Dumbbell One-Arm Prone Hammer Curl
Dumbbell One-Arm Prone Hammer Curl is a chest-supported arm exercise performed face down on an incline bench with a neutral dumbbell grip. The bench removes most lower-body and torso cheating, so the elbow flexors have to do the work while the shoulder stays quiet and the rep stays honest.
The main training effect is elbow flexion strength with a neutral wrist position. That means the biceps still contribute, but the brachialis and brachioradialis usually take a bigger share than they would in a fully supinated curl. Forearm muscles also have to stabilize the dumbbell, especially when the arm reaches the bottom and the wrist wants to drift.
The prone setup matters because it pins the chest against the bench and changes the leverage of the curl. When you hang the dumbbell straight down, the arm starts from a dead-stop style stretch, and every inch of the lift has to be controlled. That makes the exercise useful for cleaner hypertrophy work, accessory arm training, and lifters who want to reduce body swing and keep tension on the upper arm instead of the hips and back.
Good reps are slow enough to stay attached to the bench but forceful enough to drive the dumbbell through a smooth arc. Curl by bending only the elbow, keep the upper arm pressed into the pad, and finish near the shoulder without letting the shoulder roll forward. Lower the weight until the arm is nearly straight again, keeping the wrist neutral and the dumbbell under control so the bottom position does not turn into a drop.

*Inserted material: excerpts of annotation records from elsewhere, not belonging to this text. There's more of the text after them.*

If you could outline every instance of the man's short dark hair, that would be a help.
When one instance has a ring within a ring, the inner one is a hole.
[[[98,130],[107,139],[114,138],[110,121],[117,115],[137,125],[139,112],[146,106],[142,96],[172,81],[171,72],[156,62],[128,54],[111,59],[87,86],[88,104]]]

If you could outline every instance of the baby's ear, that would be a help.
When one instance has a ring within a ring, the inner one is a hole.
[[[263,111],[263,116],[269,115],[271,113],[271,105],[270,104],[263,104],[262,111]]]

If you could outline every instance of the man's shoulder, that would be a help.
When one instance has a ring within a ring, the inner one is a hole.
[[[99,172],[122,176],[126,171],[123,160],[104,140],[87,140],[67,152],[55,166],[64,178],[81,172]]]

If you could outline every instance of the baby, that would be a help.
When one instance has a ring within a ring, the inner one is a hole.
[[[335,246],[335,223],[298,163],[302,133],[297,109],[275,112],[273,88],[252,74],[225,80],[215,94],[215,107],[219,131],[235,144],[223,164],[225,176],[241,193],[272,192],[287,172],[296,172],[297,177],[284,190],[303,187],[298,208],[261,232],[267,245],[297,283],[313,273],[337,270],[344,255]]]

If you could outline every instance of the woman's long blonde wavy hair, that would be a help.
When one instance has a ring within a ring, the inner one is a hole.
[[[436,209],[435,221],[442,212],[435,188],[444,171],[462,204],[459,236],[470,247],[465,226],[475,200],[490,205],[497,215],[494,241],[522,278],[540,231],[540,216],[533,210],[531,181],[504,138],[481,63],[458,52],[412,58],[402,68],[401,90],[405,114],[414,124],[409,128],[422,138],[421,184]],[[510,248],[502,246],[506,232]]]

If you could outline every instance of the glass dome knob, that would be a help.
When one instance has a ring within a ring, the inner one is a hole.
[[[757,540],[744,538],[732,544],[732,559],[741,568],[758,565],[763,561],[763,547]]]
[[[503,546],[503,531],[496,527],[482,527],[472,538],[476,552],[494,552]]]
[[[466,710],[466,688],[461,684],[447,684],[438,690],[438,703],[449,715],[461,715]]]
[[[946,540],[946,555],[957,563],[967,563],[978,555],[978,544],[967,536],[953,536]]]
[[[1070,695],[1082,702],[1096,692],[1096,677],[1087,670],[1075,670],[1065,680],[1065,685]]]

Use this movement when you want isolated arm work with a strict line of pull, especially in upper-body sessions, arm days, or as controlled accessory volume after pressing and pulling. It is usually beginner-friendly if the bench is set correctly and the load is light enough to prevent twisting, shrugging, or swinging off the pad.
Instructions
- Set an incline bench so your chest can rest firmly against the pad and place one dumbbell on the floor beside the working side.
- Lie face down on the bench with the working arm hanging straight down, feet planted, and the free hand braced on the bench for balance.
- Grip the dumbbell with a neutral hammer grip, wrist stacked over the elbow, and keep the upper arm lightly pressed into the pad.
- Exhale and curl the dumbbell up by bending the elbow, keeping the elbow pointed down rather than flaring outward.
- Lift until the dumbbell reaches the front of the shoulder or upper chest without letting the shoulder roll forward.
- Squeeze briefly at the top while keeping the torso glued to the bench and the wrist neutral.
- Inhale and lower the dumbbell slowly until the arm is nearly straight and the biceps are fully lengthened.
- Reset the shoulder and upper arm on the pad before the next rep, then repeat for the planned side and switch arms if needed.
Tips & Tricks
- Keep your chest heavy on the pad so the rep comes from elbow flexion, not a chest lift off the bench.
- Let the dumbbell start from a true dead hang, but do not relax the shoulder so much that the joint yanks forward at the bottom.
- A neutral grip should stay neutral the whole set; if the palm starts turning up, the rep is drifting away from the hammer pattern.
- Do not flare the elbow out to the side; that usually turns the movement into a loose front-delt curl.
- Use a smaller range if the top position forces the shoulder to shrug or slide off the bench.
- Lower the dumbbell slower than you lift it to keep tension on the brachialis and brachioradialis.
- Pick a bench angle that lets your working arm hang freely without the plates hitting the floor or the bench frame.
- Stop the set when your torso starts shifting on the pad, because that is usually the first sign the load is too heavy.
Frequently Asked Questions
What does the chest-supported incline setup change in this hammer curl?
It removes most momentum from the torso, so the elbow flexors have to do the lifting instead of the hips or lower back.
What muscles work hardest in the one-arm prone hammer curl?
The biceps help, but the brachialis and brachioradialis usually take a big share because the grip stays neutral.
Should my palm turn up at the top of the rep?
No. Keep the palm facing in the whole time so the movement stays a true hammer curl.
Why is the dumbbell started from a dead hang under the bench?
That bottom position gives the arm a full stretch and makes cheating harder, which increases the quality of each rep.
Can I do this with both arms at once?
The image shows a one-arm version, which is easier to keep strict. Bilateral use is possible only if both sides can stay equally supported on the bench.
What is the most common form mistake here?
Shrugging the shoulder or sliding the chest off the pad usually means the load is too heavy or the bench angle is too steep.
Is this exercise good for beginners?
Yes, if the incline bench is stable and the dumbbell is light enough to keep the arm and wrist controlled through the full range.
How should I breathe during each rep?
Exhale as you curl up and inhale as you lower the dumbbell back to the hanging position.